EMERGENCY: If there is an emergency during therapy, or in the future after termination, where Lauren Bierman Molnar becomes concerned about your personal safety, the possibility of you injuring someone else, or about you receiving proper psychiatric care, she will do whatever she can within the limits of the law, to prevent you from injuring yourself or others and to ensure that you receive the proper medical care. For this purpose, she may also contact the person whose name you have provided on the biographical sheet.

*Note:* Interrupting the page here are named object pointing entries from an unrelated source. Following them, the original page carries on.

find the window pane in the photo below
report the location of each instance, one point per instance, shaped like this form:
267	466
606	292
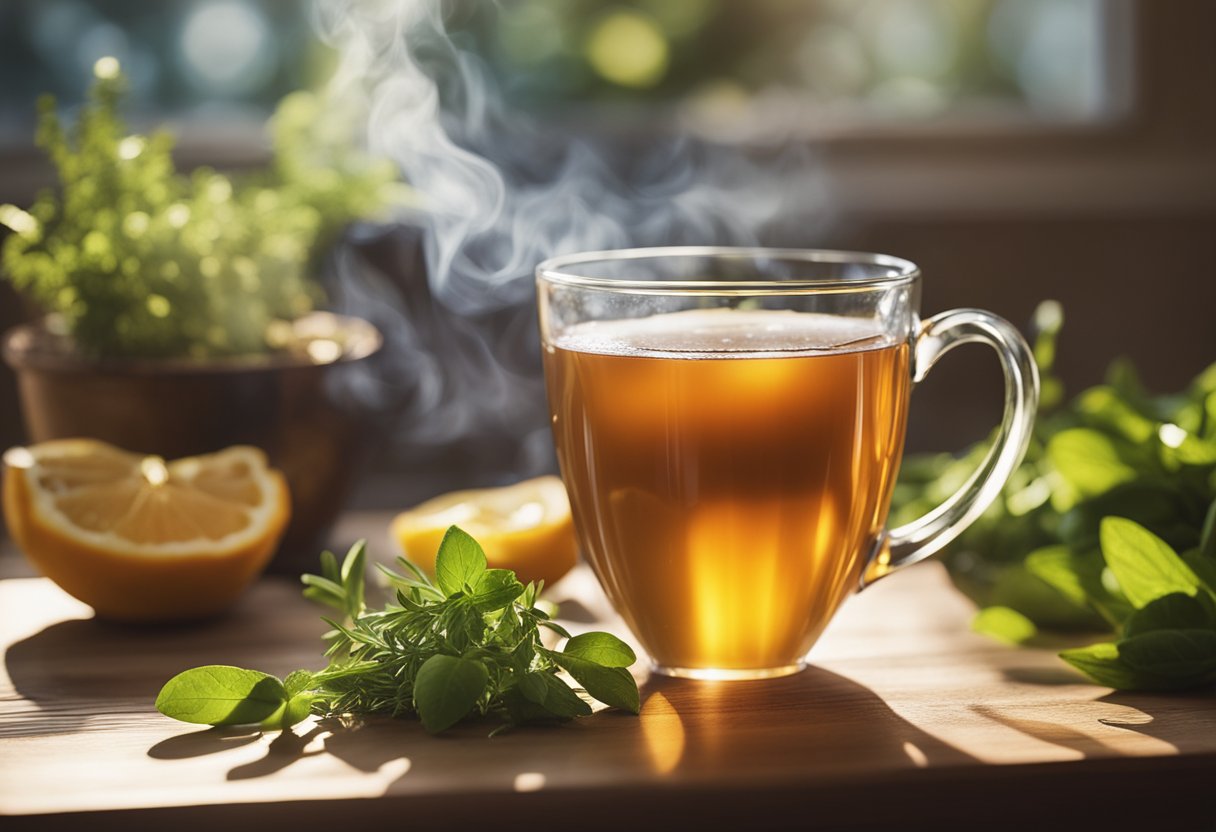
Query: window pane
716	62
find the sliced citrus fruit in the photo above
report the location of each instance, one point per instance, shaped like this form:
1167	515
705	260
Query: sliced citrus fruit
524	527
138	538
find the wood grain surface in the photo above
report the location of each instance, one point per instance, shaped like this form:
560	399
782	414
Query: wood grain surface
904	719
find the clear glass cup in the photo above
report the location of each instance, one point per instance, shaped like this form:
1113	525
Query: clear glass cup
730	423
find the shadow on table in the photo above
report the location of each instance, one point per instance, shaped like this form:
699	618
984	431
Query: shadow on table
1184	720
77	669
815	724
1180	719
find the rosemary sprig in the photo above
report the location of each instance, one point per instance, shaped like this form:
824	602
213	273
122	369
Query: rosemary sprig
467	644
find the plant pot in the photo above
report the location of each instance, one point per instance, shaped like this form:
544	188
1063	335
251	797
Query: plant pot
288	404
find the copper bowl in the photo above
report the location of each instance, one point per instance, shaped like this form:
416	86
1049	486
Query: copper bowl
287	403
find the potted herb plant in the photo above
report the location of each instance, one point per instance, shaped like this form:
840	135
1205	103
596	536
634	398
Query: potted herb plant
180	309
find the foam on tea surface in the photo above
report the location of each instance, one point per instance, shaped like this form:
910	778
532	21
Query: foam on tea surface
704	333
727	506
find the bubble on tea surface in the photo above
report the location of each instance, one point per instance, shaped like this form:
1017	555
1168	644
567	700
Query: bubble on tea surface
724	332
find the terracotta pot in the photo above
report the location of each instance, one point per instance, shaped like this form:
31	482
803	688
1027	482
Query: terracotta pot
288	404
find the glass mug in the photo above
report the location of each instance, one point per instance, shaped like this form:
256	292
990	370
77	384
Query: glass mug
728	425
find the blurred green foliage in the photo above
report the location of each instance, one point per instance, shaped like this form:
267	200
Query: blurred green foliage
138	259
1036	558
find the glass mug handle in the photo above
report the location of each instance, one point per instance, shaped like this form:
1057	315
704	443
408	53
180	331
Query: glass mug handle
917	540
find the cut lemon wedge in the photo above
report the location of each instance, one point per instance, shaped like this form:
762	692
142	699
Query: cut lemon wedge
139	538
524	527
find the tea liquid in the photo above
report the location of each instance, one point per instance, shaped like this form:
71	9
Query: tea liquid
728	472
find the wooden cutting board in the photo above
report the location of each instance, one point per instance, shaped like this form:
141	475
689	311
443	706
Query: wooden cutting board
905	718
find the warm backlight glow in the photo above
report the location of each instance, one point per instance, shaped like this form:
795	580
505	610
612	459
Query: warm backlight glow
730	473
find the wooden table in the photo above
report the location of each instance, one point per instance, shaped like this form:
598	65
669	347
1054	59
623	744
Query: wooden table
905	718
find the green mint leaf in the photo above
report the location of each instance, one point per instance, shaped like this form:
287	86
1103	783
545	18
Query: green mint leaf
533	686
220	695
353	578
556	697
521	709
1088	460
1208	538
495	589
460	561
298	681
446	689
1057	567
1103	664
463	624
1005	624
601	648
298	709
1176	611
1187	656
325	591
330	566
1143	565
1203	567
613	686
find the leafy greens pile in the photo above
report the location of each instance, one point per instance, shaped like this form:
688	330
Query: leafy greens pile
1108	524
467	644
140	260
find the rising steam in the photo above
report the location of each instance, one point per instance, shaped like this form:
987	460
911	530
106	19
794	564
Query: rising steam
500	192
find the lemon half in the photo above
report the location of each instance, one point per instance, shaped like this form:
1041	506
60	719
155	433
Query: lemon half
138	538
525	527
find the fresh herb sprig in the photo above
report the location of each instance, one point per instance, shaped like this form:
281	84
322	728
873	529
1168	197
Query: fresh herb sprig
467	644
1116	490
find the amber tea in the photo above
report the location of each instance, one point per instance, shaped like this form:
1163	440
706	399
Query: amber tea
730	472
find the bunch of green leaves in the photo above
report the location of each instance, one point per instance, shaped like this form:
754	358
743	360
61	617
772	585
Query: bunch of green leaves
136	259
1037	558
1167	641
467	644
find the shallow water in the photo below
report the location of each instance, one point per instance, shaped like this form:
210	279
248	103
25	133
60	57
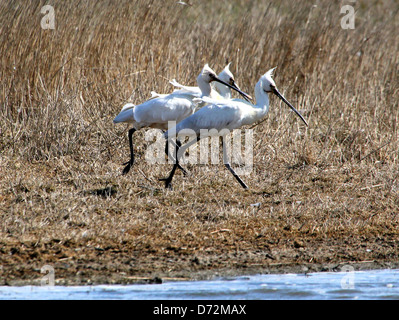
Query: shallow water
374	284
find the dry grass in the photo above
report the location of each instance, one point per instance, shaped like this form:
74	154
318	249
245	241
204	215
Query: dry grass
333	184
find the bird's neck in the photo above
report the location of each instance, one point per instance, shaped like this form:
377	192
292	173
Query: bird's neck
223	90
262	101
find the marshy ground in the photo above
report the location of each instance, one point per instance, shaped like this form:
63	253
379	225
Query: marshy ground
320	197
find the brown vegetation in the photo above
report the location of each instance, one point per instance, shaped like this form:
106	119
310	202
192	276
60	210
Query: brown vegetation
324	195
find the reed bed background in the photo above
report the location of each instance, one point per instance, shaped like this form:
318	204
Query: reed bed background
326	193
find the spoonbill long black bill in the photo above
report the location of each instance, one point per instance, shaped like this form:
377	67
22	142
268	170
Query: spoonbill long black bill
157	112
225	114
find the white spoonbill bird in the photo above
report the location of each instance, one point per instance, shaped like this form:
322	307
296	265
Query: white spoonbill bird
157	112
218	89
225	114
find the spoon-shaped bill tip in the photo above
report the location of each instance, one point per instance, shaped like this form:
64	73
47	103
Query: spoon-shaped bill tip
278	94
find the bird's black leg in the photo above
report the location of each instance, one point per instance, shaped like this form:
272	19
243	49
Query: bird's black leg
168	180
130	163
228	166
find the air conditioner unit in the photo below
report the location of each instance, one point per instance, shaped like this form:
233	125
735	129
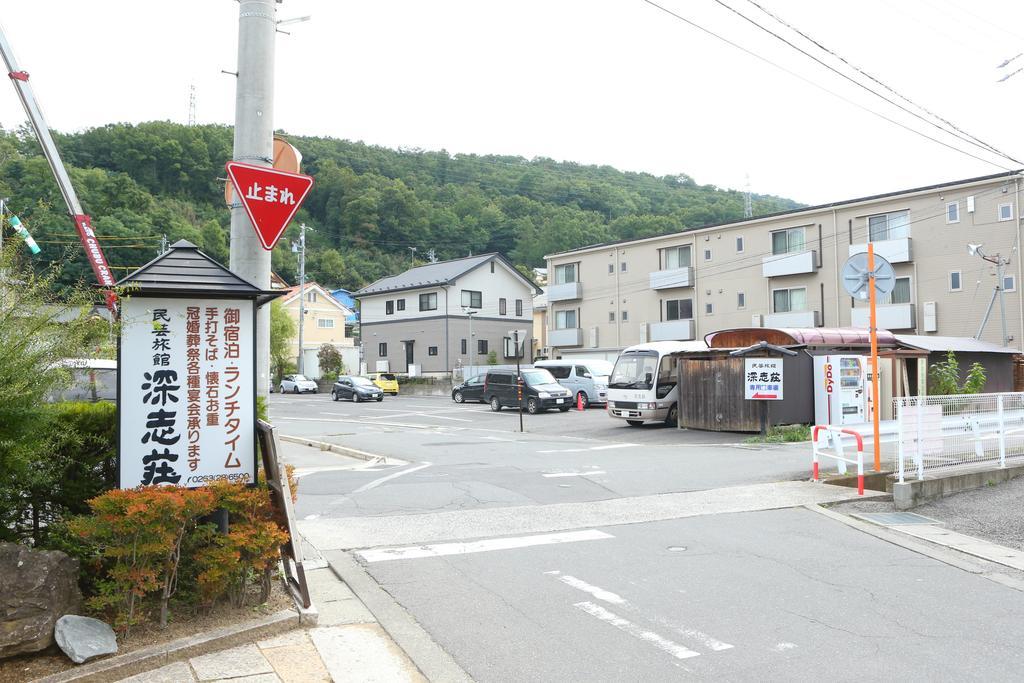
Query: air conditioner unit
931	316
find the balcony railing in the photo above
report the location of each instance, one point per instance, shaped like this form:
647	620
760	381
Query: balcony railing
566	292
888	316
790	264
672	331
894	251
796	318
565	338
664	280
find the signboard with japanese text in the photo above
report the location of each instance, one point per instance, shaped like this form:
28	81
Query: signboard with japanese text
763	379
269	197
186	398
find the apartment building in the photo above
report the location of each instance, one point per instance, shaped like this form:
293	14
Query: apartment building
784	270
439	316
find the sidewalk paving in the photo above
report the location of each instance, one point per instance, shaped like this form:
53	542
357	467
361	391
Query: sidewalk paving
347	644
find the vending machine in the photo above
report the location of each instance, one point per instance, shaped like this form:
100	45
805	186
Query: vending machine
842	389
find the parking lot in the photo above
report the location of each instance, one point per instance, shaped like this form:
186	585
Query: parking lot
427	412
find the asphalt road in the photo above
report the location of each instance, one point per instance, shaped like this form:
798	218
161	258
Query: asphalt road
583	549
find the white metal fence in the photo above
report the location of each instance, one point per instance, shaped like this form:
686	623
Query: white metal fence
935	432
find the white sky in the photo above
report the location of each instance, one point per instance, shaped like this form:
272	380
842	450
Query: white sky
612	82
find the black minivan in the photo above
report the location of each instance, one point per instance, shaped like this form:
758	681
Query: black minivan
540	390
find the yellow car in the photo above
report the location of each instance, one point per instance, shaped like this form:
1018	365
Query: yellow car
386	382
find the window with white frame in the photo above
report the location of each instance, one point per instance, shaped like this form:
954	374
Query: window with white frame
788	241
565	273
676	257
892	225
952	212
428	301
900	293
790	300
679	309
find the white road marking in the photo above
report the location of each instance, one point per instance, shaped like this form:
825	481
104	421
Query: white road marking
441	549
615	599
664	644
393	475
572	474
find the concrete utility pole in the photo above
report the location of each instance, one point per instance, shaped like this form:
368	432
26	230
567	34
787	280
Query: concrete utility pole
301	249
254	144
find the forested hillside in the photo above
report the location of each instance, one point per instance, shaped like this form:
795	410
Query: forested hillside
369	207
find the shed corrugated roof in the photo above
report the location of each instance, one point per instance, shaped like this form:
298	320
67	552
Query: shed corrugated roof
962	344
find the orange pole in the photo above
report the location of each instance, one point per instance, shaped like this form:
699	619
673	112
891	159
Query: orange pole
875	356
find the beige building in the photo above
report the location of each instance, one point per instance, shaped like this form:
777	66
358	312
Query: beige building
783	270
325	324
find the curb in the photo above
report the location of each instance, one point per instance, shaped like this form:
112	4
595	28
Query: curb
147	658
333	447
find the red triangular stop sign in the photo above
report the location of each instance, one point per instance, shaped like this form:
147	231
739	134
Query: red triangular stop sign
270	198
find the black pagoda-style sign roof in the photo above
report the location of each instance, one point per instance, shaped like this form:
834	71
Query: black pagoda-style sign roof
184	270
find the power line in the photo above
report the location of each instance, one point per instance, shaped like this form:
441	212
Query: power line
948	123
819	86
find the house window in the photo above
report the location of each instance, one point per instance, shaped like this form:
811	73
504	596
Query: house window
952	212
895	225
565	319
565	273
787	242
679	309
428	301
676	257
786	301
900	293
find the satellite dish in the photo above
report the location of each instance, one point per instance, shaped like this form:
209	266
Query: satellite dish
856	274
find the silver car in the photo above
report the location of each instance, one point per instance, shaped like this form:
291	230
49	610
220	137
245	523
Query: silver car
297	384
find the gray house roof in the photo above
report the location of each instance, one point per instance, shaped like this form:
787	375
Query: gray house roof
434	274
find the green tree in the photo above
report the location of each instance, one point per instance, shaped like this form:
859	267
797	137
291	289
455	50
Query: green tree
283	331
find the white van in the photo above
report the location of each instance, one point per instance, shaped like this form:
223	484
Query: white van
586	378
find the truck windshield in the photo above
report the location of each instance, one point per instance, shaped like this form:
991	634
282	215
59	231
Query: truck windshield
634	371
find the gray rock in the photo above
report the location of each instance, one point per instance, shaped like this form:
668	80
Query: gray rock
37	588
82	638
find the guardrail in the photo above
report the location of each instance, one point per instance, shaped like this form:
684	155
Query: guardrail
835	449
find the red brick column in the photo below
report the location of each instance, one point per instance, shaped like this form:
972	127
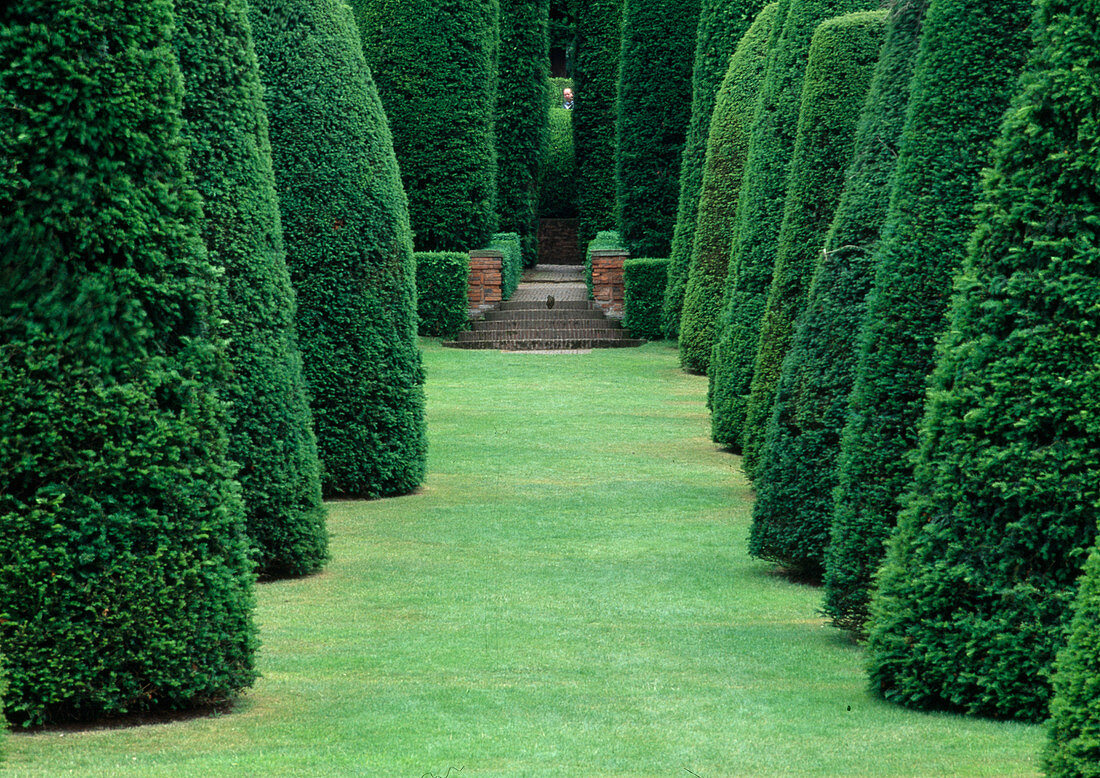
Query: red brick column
607	280
484	289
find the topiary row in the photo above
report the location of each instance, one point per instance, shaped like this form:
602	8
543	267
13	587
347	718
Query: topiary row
349	250
521	116
842	57
974	599
124	576
727	146
271	435
722	24
644	282
595	77
653	109
969	57
442	298
435	65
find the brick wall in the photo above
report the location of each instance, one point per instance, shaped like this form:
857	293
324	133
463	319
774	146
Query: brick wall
558	242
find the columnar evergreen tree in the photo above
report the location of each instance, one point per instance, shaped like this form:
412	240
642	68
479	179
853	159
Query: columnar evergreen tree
272	436
969	57
812	400
595	80
124	579
975	596
435	65
722	24
760	209
345	226
521	111
653	109
842	59
713	236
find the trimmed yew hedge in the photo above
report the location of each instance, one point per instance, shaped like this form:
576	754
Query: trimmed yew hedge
521	117
345	226
760	208
969	58
124	578
653	109
974	600
842	58
644	282
272	434
595	77
713	236
722	24
435	65
442	281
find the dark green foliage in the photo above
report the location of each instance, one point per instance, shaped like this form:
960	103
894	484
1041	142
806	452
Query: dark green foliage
1074	745
558	182
713	236
760	209
653	109
842	59
969	57
272	436
435	65
521	116
975	596
722	24
604	239
644	282
595	77
826	342
345	227
124	579
441	292
512	263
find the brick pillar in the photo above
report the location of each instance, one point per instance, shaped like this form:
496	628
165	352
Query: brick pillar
484	289
607	280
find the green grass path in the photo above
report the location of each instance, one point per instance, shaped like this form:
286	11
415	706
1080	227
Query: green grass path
568	595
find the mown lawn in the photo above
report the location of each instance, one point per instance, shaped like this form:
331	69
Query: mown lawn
569	594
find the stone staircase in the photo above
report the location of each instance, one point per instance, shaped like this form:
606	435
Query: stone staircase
525	322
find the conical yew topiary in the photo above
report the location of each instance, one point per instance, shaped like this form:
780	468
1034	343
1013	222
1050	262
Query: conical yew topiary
722	24
271	435
435	66
760	209
842	58
974	599
653	109
727	145
969	57
124	578
345	227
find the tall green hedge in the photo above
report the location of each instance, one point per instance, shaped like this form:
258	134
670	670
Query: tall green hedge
595	78
760	209
975	596
653	109
969	57
124	578
521	117
435	65
722	25
345	227
713	234
558	174
842	59
272	434
644	282
442	281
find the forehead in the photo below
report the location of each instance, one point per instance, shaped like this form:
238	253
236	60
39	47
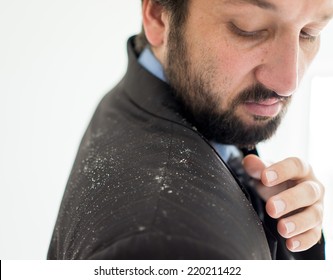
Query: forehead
320	9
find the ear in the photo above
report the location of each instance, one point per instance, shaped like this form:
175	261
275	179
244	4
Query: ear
154	22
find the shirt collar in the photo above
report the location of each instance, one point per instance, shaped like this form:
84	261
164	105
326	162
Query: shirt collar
152	65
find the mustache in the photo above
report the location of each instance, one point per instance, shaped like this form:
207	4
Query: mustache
258	93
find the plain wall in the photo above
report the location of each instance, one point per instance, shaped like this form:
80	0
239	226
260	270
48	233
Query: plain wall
57	60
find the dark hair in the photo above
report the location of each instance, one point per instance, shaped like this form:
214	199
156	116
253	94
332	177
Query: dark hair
178	13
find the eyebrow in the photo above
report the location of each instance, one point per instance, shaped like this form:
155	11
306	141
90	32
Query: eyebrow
260	3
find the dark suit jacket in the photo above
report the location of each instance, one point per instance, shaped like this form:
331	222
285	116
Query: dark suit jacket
147	185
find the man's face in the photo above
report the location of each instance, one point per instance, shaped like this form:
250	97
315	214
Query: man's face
236	63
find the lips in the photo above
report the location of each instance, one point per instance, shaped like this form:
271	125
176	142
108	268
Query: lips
266	108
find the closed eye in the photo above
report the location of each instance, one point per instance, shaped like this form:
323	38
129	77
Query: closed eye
242	33
306	36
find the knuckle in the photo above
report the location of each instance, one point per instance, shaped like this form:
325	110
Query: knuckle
300	165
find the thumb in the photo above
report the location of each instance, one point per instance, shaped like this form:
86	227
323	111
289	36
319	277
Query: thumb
254	166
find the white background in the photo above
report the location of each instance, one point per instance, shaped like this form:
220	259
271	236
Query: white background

HEALTH INSURANCE & CONFIDENTIALITY OF RECORDS: Disclosure of confidential information may be required by your health insurance carrier or HMO/PPO/MCO/EAP in order to process the claims. If you so instruct, Lauren Bierman Molnar only the minimum necessary information will be communicated to the carrier. Lauren Bierman Molnar has no control over, or knowledge of, what insurance companies do with the information she submits or who has access to this information. You must be aware that submitting a mental health invoice for reimbursement carries a certain amount of risk to confidentiality, privacy or to future capacity to obtain health or life insurance or even a job. The risk stems from the fact that mental health information is likely to be entered into big insurance companies' computers and is likely to be reported to the National Medical Data Bank. Accessibility to companies' computers or to the National Medical Data Bank database is always in question as computers are inherently vulnerable to hacking and unauthorized access. Medical data has also been reported to have been legally accessed by law enforcement and other agencies, which also puts you in a vulnerable position.

LITIGATION LIMITATION: Due to the nature of the therapeutic process and the fact that it often involves making a full disclosure with regard to many matters which may be of a confidential nature, it is agreed that, should there be legal proceedings (such as, but not limited to divorce and custody disputes, injuries, lawsuits, etc.), neither you nor your attorney(s), nor anyone else acting on your behalf will call on Lauren Bierman Molnar to testify in court or at any other proceeding, nor will a disclosure of the psychotherapy records be requested unless otherwise agreed upon.

CONSULTATION: Lauren Bierman Molnar consults regularly with other credible professionals regarding her clients; however, each client's identity remains completely anonymous and confidentiality is fully maintained.

E-MAILS, CELL PHONES, COMPUTERS, AND FAXES: It is very important to be aware that computers and e-mail communication can be relatively easily accessed by unauthorized people and hence can compromise the privacy and confidentiality of such communication. Faxes can easily be sent erroneously to the wrong address. E-mails, in particular, are vulnerable to unauthorized access due to the fact that Internet servers have unlimited and direct access to all e-mails that go through them. It is important that you be aware that e-mails, faxes, and important texts are part of the medical records. Additionally, Lauren Bierman Molnar's e-mail account is not encrypted. Please notify Lauren Bierman Molnar if you decide to avoid or limit in any way the use of any or all communication devices, such as e-mail, cell phone, or faxes. If you communicate confidential or private information via e-mail (, Lauren Bierman Molnar will assume that you have made an informed decision, will view it as your agreement to take the risk that such communication may be intercepted, and will honor your desire to communicate on such matters via e-mail. Please do not use e-mail for emergencies.

RECORDS AND YOUR RIGHT TO REVIEW THEM: Both the law and the standards of Lauren Bierman Molnar's profession require that she keep treatment records for at least 7 years. Unless otherwise agreed to be necessary, Lauren Bierman Molnar retains clinical records only as long as is mandated by Arizona law. If you have concerns regarding the treatment records, please discuss them with Lauren Bierman Molnar. As a client, you have the right to review or receive a summary of your records at any time, except in limited legal or emergency circumstances or when Lauren Bierman Molnar assesses that releasing such information might be harmful in any way. In such a case, Lauren Bierman Molnar will provide the records to an appropriate and legitimate mental health professional of your choice. Considering all of the above exclusions, if it is still appropriate, and upon your request, Lauren Bierman Molnar will release information to any agency/person you specify unless Lauren Bierman Molnar assesses that releasing such information might be harmful in any way. When more than one client is involved in treatment, such as in cases of couple and family therapy, Lauren Bierman Molnar will release records only with signed authorizations from all the adults (or all those who legally can authorize such a release) involved in the treatment.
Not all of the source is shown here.